Homecoming, aka the father-issues episode, deals with how Hera’s sense of duty to the whole galaxy conflicts with her father’s commitment to their home planet Ryloth. The main conflict caused by this divide of duty is how they handle the attack of an imperial star ship. Cham wants to blow up the entire thing to serve as a symbol of Twi’lek victory over the Empire. Hera, along with Rebellion command, wants to instead steel the vessel and use it in future missions.
Since they both have such different outlooks, they naturally butt heads over each other. Despite wanting the same thing, the destruction of the Empire, they have trouble reconciling their methods with each other. As such, it results in a mutual alienation of each other. This leads to Cham bringing out his inner dutiful princess by betraying Hera to support this focus on Ryloth. Only after an intense heart to heart is Cham able to understand how Hera’s commitment to the Galaxy is an extension from her love of Ryloth and an understanding of politics. It’s funny, Hera ends up being a parallel of her father in several ways.

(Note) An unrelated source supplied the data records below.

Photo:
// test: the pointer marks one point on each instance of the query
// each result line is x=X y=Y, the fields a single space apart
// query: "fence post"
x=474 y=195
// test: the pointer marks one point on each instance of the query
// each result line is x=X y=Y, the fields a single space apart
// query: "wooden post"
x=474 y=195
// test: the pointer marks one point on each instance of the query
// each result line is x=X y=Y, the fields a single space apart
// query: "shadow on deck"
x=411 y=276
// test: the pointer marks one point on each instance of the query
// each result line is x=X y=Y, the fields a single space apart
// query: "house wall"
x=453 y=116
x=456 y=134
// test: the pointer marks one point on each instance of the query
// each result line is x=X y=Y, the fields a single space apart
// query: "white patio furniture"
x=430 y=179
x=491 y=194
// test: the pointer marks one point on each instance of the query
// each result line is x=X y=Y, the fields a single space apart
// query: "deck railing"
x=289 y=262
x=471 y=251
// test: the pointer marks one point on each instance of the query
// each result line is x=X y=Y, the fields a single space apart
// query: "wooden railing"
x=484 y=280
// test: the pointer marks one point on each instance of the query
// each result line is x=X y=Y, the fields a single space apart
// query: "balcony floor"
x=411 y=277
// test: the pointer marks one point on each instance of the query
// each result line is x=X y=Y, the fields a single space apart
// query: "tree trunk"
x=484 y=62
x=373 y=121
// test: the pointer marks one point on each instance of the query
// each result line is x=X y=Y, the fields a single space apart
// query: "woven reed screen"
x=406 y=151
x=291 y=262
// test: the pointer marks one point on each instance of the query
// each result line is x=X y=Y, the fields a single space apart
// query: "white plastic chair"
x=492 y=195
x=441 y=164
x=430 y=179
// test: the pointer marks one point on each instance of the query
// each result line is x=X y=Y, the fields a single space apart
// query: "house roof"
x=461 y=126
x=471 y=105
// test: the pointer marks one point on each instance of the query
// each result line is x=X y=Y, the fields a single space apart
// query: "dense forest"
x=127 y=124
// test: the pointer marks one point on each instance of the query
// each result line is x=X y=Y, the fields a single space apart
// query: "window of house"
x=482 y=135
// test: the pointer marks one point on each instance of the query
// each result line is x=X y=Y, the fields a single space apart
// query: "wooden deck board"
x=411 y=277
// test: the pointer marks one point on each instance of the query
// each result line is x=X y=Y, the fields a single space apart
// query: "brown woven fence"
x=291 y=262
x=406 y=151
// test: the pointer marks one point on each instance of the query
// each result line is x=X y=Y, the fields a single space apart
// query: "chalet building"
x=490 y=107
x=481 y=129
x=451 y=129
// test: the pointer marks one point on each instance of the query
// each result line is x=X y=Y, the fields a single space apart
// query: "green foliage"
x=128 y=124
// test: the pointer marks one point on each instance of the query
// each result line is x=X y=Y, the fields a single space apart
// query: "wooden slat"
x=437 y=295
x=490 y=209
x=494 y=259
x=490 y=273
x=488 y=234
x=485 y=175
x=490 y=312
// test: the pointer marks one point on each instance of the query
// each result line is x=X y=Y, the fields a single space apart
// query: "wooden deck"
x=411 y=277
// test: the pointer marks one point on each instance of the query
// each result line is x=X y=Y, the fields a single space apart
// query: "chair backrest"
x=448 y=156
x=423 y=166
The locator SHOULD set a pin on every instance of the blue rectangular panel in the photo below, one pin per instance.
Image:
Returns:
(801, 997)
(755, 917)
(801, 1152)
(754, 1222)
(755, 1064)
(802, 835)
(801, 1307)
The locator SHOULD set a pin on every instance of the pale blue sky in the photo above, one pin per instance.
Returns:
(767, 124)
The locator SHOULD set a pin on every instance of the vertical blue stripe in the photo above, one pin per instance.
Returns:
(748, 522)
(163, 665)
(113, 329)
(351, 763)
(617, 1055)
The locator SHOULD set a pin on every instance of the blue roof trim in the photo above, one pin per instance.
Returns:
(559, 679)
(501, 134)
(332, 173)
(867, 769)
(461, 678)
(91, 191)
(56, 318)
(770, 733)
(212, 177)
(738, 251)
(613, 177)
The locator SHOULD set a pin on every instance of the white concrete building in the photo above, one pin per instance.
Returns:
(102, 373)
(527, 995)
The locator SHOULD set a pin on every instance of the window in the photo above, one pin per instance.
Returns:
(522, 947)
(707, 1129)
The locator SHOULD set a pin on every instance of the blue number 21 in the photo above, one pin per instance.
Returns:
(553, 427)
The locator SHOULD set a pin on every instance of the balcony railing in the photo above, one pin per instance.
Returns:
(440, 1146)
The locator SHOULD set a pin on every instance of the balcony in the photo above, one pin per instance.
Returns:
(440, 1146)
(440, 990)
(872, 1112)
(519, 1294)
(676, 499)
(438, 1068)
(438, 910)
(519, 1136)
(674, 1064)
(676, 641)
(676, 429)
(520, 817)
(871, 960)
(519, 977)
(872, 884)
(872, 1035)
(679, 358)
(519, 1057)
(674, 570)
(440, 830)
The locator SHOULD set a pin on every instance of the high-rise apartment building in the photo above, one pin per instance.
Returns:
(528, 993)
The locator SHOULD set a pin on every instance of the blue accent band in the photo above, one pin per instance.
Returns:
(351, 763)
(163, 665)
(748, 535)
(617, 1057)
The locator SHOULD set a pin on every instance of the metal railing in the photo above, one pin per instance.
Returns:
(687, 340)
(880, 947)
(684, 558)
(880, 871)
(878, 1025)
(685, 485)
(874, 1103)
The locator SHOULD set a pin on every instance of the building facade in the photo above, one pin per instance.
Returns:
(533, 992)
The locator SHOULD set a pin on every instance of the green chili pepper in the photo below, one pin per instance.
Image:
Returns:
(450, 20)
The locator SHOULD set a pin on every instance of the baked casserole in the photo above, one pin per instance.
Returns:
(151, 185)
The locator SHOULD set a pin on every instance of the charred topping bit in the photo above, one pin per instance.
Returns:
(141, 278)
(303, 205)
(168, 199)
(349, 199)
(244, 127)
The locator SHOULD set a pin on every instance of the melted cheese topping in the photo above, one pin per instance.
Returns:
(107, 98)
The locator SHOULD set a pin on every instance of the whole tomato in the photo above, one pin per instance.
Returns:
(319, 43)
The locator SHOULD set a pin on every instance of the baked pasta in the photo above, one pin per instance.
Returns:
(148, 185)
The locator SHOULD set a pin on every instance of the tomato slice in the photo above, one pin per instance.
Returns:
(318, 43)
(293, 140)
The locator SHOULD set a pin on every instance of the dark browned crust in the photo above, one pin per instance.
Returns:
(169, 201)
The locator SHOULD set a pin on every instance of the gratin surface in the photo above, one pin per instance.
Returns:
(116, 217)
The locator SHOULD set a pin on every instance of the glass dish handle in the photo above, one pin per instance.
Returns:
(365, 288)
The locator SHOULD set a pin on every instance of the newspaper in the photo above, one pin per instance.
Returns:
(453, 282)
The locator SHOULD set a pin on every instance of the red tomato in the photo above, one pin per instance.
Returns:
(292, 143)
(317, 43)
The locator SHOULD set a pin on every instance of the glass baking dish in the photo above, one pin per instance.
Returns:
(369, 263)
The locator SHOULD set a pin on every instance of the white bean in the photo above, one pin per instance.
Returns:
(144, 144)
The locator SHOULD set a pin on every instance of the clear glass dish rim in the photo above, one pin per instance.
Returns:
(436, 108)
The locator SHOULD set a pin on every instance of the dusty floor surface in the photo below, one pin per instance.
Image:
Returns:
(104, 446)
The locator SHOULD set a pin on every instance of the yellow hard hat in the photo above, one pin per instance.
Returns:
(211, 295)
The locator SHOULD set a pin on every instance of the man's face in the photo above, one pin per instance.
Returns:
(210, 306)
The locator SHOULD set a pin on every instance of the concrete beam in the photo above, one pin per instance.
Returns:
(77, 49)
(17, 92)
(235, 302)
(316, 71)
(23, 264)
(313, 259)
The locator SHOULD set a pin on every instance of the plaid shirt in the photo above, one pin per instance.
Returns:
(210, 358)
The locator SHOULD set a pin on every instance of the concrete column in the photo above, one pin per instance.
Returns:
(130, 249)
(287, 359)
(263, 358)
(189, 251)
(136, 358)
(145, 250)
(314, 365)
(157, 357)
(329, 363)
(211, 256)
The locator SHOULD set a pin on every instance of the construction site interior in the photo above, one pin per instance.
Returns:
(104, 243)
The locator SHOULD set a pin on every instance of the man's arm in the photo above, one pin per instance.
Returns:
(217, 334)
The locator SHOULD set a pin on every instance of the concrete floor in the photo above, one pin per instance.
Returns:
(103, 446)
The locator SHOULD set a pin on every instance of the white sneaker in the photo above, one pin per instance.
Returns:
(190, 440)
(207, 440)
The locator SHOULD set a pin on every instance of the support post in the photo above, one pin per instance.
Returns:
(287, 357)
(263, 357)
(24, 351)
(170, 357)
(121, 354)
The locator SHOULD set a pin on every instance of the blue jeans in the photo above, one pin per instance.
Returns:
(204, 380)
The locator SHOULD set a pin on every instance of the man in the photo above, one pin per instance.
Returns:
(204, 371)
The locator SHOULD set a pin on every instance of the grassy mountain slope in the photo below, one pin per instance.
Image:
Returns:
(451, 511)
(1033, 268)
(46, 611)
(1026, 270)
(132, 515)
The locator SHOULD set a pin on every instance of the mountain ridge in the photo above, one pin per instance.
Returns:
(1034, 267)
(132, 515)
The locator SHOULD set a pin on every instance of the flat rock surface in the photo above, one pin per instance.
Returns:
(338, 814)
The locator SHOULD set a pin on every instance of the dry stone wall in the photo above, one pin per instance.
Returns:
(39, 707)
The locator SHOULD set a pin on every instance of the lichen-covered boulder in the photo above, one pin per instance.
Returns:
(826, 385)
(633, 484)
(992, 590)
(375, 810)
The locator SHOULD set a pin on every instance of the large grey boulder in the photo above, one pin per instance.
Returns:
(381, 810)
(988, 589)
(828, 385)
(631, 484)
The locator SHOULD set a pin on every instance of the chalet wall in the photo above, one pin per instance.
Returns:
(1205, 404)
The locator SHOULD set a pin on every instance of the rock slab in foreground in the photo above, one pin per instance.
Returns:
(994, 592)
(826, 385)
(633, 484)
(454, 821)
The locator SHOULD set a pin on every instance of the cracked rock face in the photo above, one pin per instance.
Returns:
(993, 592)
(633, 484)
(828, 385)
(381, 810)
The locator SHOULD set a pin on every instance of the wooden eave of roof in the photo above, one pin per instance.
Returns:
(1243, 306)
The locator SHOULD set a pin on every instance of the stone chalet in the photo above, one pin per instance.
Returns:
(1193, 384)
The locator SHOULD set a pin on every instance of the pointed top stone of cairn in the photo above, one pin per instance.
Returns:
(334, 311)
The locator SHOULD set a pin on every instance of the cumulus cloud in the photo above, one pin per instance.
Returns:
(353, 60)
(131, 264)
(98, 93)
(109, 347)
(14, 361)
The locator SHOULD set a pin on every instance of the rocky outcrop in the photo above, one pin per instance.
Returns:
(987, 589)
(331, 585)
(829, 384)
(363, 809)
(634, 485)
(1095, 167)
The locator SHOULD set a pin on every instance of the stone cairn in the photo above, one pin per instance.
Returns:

Another episode that encapsulates Hera’s focus of the long term over the short term Hera’s Heroes. One of the episode’s most significant themes is family and how we hold onto it. Another is letting go of family past for the sake of family future. These themes, in combination with Hera’s duty, creates a situation where she has to sacrifice something important in her family.
The episode’s plot is that Hera and her Rebellion group (the Spectres) infiltrate her old family
mansion home to take back an old heirloom from Imperial hands. This heirloom not only represents her family history, but also her deceased mother. The same can be said for her house, now occupied by the Empire. It all ties back into her family.
Yet Hera runs into trouble when the Empire captured her and Thrawn stole the Kalikori from her. Even worse her father is captured while supporting her heist. This gives Hera a duty crisis as she realizes she put the personal, the Kalikori, over the political and practical. So, in a move to again realize the wider picture, Hera blows up her family home to strike back at the Empire, saves her father, and escapes with her crew and father intact. A family home is sacrificed for both family and duty, even if it involves the destruction of her family past. In this sense Hera is forward thinking. She lets her family home go to strike a bigger blow to the Empire.
Love of family, the bigger picture, and duty to the Galaxy and beyond: these are the traits leading Hera through the Rebellion, as well as the reasons she is such an interesting character to think about and analyze.